Over vermoeid even neerliggen met zijn hoofd op een steen. Een ladder uit de hemel te zien krijgt waarop engelen naar beneden dalen. Een stem die hem een belofte doet. Jakob noemt die plaats Bethel. Omdat ie de hemel kreeg te zien en daardoor verder kon.  Er staat daar niets over duivels.
Tijdens en na de voorstelling zag ik pas waarom die ladder op het dak stond: er waren vanavond nogal wat engelen naar beneden gekomen.
Dit alles ging door me heen terwijl ik een antwoord zocht.

'Nee', zei ik tegen de dame met haar indringende vraag. 'Geloven in de duivel kan ik niet. Kies voor het Licht en heb lief. Dat houdt het kwaad op afstand.

zaterdag 6 juli 2019

Ziek

Het was onrustig in de klas. Wat ik ook deed, niets hielp. Het was niet tegen mij gericht, maar wel irritant. Het lukte me niet om verbinding te maken. Ik besloot de les stil te leggen en vroeg wat er aan de hand was.
Er bleek een ruzie aan de gang te zijn in de whatsappgroep van de klas. Normaliter bemoei ik me daar niet mee. Leerlingen mogen echt wel een ruimte hebben waar ze de dingen kunnen zeggen  zonder gelijk op de vingers getikt te worden. Zo'n whatsappgroep is net als het fietsenhok vroeger. Daar kon je lekker afgeven op die stomme leraar. Om welke reden dan ook. Iedereen heeft recht op zijn eigen ruimte om even boos te zijn. Zeker als tiener is stoom afblazen op zijn tijd echt niet verkeerd.
Maar hier was iets anders aan de hand.

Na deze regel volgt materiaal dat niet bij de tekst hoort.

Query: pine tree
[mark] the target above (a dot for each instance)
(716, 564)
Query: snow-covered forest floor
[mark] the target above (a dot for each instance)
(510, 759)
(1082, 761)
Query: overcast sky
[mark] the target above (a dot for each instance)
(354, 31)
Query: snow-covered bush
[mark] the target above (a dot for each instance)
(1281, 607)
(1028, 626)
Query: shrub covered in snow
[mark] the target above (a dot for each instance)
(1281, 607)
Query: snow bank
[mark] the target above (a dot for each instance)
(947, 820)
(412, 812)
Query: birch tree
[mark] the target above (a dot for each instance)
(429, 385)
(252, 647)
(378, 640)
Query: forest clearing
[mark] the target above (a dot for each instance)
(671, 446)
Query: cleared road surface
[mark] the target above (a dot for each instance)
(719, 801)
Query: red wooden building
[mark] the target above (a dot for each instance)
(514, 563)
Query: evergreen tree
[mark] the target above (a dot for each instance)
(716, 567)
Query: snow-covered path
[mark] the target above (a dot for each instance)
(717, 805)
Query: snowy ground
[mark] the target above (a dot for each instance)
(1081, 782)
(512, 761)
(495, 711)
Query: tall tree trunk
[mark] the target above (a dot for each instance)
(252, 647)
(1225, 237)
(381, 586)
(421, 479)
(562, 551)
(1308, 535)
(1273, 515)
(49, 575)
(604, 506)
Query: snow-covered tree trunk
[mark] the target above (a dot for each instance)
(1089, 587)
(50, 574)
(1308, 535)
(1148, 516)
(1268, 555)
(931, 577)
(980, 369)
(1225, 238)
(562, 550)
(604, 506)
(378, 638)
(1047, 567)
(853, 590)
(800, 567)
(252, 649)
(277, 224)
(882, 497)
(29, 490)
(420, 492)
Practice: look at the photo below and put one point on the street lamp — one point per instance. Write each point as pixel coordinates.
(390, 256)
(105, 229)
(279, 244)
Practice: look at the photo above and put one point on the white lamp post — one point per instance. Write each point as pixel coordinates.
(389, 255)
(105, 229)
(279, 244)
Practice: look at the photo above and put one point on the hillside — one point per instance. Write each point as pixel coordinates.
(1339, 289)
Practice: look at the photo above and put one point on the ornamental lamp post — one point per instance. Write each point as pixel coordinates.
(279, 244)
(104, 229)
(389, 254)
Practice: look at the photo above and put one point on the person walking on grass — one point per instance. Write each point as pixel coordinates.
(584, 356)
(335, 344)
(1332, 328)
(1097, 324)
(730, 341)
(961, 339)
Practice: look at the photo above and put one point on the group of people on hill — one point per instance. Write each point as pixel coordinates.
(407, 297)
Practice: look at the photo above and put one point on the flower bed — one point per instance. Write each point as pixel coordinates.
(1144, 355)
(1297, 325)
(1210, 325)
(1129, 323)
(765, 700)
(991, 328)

Er werden verwensingen geuit op een manier die niets aan de verbeelding over liet. 
Iemand die zich niet kon verdedigen werd weggezet als een kankerwijf. Drie leerlingen gebruikten dit woord, twee ervan zelfs meerdere keren en de rest was er tegen in opstand gekomen. Normaal gesproken zou ik blij geweest zijn met het zelfreinigende vermogen van mijn klas. Nu besloot ik in te grijpen. Vooral daar genoemde drie, bij navraag, van mening waren dat het wel los liep. 
Ik vroeg de klas om stil aan het werk te gaan. Nadat ik de directie gemeld had wat ik ging doen, pleegde ik een paar telefoontjes en vroeg een collega om bij te springen.
Vervolgens ben ik de klas weer in gegaan en vroeg de drie leerlingen met mij mee te gaan. De rest van de klas ging naar de aula. Inmiddels had de collega zich bij ons gevoegd.
Gezamenlijk wandelden we de school uit en zetten koers naar de overkant van de weg. Op vragen wat we gingen doen, gaven we geen antwoord. De drie hadden nogal wat op- en aanmerkingen. Tot we bij het ziekenhuis kwamen en we richting hoofdingang koersten. Het werd stiller. Net voor de draaideur deelde ik ze mee dat we de kankerafdeling gingen bezoeken. Nu werd het helemaal stil.
We gingen naar binnen waar we opgewacht werden door een oncologie-verpleegkundige. Deze gaf een korte rondleiding met wat tekst en uitleg.  We liepen de route die iedereen gaat waarbij kanker vermoed wordt. De wachtruime, radiologie, de scanafdeling, spreekkamer en een kijkje in de kamer waar je terecht komt na de operatie. Deze route was in die tijd bekend terrein voor me en het voelde vreemd om hier met drie gezonde jonge mensen te lopen die geen enkel benul hadden. Ze kregen wat te horen over chemokuren en verschijnselen die daarbij horen. Nou ja, er niet echt bij horen maar je krijgt ze er wel bij zeg maar. 
Na een halfuurtje stonden we buiten en liepen terug naar school. Zwijgend. Op school hebben we nog een kwartiertje nagepraat in het lokaal. Meer gezeten dan gepraat eigenlijk.